Monday, Mar. 25, 1929

"Britannia"

Filtering through the mails last week, from London to U. S. advertising managers, came a letter which ran as follows: "Dear Sir:

'Britannia' is NOT the most marvellous paper that has ever been produced. It is NOT controlled by supermen and superwomen. The whole world does NOT eagerly await the appearance of 'Britannia' every Friday morning.

''But . . . 'Britannia' is out to make friends--not enemies. Will you not let us number you among our friends and give 'Britannia' a trial in your next appropriation?"

To this request even the most friendly could not respond, for while the letter was on its way, the choleric, anti-U.S. weekly Britannia (TIME, Nov. 5) had failed under the extravagant editorship of Novelist Gilbert ("Swankau") Frankau and was about to lose its identity in a merger with England's popular Eve, according to statements issued by wealthy, wiry William Harrison, owner of both publications and some 25 other periodicals.

In New York's Hotel Ambassador, last fortnight, nervous and be-spatted Publisher Harrison refused to discuss onetime Editor Frankau.

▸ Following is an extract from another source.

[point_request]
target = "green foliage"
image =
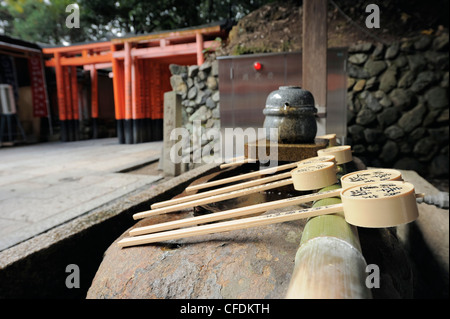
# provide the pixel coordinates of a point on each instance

He also refused to discuss the purpose of his visit to the U.S., beyond the usual foreigner's phrase: "I am studying America." But, in alternately low-voiced and explosive sentences, he was ready to speak of his fondness for golf; his many publications (including Tatler, Sketch, and Daily Chronicle); his 25 paper mills in England, Scotland, Germany; and his 1,500,000 acres of esparto grass in northern Africa.

Esparto is a wild grass, growing tall as the bulrush. It flourishes in the sandy parts of northern Africa. It is picked for Papermaker-Publisher Harrison by a small army of Arabs. It is expensive, for the boiling down of the pulp diminishes its bulk by 50%. With the vigor of a true Yorkshireman, Mr. Harrison last week took pains to denounce as an ass an imaginative U. S. reporter who wrote how esparto grass had to be plucked by sweating Negroes, one blade at a time.